Sherlock's back stiffens; he should have known, of course that's what Mycroft would want, always prying. That particular... experience was too painful to warrant thinking about without a very good reason, and Mycroft did not happen to be a reason good enough. Sherlock's fingers twitch – he aches to have his violin in his hand, the music a careful barrier between himself and his brother's annoying habit of getting too close for comfort.

"Yes."

"Good. I have been worried about you , you know."

Sherlock smirked, "You've never felt concern for anyone other than yourself in your entire life, I should imagine."

Mycroft's eyes hardened. "Just because you don't have a heart, please don't put others on your own level, Sherlock," he said lightly.

"You say it like it's a bad thing. What use would I have for a heart?"

Mycroft gives an indulgent smile, as if talking to a petulant child. "One day, you'll learn to care about someone. It'll be a miracle for mankind." Sherlock snorts into his coffee, and Mycroft gets up and leaves.

A miracle for mankind. The words stick in Sherlock's head, niggling away irritatingly during dry patches in years to come; in hours of boredom, more than once, Sherlock takes the memory out and inspects it. Is it that strange not to care about people? Sherlock wonders, do normal people care?

He stares out of the window sometimes, watching people crawl past like insects. Who do you care about, normal man? he thinks, then but I am not normal. He snaps the curtains shut with an angry swish.

v)

Sherlock can feel his blood singing through his veins.

His hand is shaking slightly, but it's pure adrenaline. He knows there's a tiny, red dot dancing on his forehead, one that is identical to the one he can see on John's head. There's a bomb on the floor, and the pungent smell of chlorine is coating the inside of his throat; he can almost taste it in the air.

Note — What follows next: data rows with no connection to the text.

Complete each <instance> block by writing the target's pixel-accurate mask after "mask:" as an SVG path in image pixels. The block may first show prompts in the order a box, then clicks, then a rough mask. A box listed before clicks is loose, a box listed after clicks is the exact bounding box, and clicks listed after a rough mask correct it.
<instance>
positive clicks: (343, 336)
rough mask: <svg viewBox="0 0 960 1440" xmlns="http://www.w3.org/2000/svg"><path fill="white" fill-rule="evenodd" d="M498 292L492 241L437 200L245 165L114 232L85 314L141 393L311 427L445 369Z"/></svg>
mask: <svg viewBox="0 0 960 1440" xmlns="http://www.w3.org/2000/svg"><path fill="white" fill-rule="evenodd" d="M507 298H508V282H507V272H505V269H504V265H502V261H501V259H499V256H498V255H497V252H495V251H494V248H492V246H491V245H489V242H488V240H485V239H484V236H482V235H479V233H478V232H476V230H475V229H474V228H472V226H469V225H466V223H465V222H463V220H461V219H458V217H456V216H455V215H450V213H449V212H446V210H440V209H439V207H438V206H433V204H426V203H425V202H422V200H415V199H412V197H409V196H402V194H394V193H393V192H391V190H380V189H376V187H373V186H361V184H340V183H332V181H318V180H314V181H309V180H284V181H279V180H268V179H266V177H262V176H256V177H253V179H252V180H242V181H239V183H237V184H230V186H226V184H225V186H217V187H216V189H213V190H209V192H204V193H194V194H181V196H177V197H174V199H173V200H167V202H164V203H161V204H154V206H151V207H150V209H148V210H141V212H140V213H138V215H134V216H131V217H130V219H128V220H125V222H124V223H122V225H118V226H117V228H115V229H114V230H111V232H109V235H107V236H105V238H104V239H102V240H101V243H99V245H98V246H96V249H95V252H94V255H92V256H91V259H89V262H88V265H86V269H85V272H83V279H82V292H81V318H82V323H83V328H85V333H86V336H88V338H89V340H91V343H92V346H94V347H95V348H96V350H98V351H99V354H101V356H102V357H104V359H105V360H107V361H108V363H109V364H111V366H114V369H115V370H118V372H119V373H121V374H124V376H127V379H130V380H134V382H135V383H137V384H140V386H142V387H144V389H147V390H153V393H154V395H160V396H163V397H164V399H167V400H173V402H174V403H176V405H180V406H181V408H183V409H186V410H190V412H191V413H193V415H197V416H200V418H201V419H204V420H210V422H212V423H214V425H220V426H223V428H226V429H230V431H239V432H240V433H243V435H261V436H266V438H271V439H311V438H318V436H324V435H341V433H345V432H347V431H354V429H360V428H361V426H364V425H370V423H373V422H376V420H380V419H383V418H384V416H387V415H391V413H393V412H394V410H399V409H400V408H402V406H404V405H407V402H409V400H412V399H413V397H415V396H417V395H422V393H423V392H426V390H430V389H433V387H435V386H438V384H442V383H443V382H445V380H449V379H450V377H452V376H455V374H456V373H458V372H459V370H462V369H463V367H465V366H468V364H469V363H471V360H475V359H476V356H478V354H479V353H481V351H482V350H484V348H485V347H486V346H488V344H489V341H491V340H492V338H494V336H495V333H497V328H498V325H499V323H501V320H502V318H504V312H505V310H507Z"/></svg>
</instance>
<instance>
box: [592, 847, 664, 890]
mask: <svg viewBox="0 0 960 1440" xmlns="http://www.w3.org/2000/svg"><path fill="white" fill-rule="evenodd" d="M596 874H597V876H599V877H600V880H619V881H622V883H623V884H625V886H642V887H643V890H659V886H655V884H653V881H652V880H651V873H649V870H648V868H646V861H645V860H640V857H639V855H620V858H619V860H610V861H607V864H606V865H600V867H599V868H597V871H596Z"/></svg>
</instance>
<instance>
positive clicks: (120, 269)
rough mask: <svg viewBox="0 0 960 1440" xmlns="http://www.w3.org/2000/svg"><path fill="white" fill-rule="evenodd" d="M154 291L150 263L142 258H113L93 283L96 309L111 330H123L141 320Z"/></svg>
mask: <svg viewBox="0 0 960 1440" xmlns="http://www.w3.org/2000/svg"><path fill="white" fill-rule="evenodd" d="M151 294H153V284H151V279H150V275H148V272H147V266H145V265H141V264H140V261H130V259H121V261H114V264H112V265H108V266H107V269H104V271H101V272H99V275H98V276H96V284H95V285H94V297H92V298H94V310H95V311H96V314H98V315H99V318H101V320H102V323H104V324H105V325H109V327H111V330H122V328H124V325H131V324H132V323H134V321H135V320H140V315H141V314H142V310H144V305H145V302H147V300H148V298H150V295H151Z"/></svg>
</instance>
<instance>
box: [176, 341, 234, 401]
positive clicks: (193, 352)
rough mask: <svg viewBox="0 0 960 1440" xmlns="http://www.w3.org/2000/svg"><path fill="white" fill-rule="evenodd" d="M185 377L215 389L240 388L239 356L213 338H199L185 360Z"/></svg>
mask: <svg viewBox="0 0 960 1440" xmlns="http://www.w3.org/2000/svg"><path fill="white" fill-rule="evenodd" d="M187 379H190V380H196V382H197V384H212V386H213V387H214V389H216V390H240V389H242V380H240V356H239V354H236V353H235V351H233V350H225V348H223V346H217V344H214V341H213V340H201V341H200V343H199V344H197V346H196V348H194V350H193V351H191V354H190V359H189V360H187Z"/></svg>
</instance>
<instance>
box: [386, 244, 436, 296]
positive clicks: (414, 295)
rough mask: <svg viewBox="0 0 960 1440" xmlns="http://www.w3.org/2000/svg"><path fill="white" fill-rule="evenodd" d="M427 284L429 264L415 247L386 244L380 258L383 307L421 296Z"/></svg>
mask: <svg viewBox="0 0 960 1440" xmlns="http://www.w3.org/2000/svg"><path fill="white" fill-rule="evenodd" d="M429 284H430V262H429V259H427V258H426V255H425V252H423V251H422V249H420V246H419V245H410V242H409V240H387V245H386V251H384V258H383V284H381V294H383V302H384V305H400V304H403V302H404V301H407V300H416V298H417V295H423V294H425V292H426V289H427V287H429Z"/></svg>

Jim Moriarty is stood opposite him, smiling. It's a dare, Sherlock knows, and God, this man is brilliant. Deadly, yes – evil, yes – but brilliant all the same, with a mind like a knife's edge. Where have you been all of my life? Sherlock wants to ask, because now he doesn't care about Moriarty making him dance, about the clues and the puzzles and the threats and the bombs, because it was worth it all, worth it all for this. What a brilliant game, Sherlock thinks, and his finger tightens fractionally on the trigger.

He sees Moriarty's smile widen, just a little – he already knows, Sherlock thinks, he already knows that I mean to do it.

He can see John out of the corner of his eye, and suddenly Sherlock feels an entirely alien feeling settle in the bottom of his stomach – because it isn't just his own life he's gambling with, it's John's life too, and John didn't ask for this, even though Sherlock knows, just knows, that John would follow him to the ends of the Earth.

Thoughts cross Sherlock's mind, but they seem haphazard and disjointed; the decision is already made.

A miracle for mankind.

The fragility of human life.

Will it hurt? Sherlock wonders, will it hurt as badly as coming clean?

Don't step on the cracks, Mycroft had told him. Sherlock smiles; he pulls the trigger.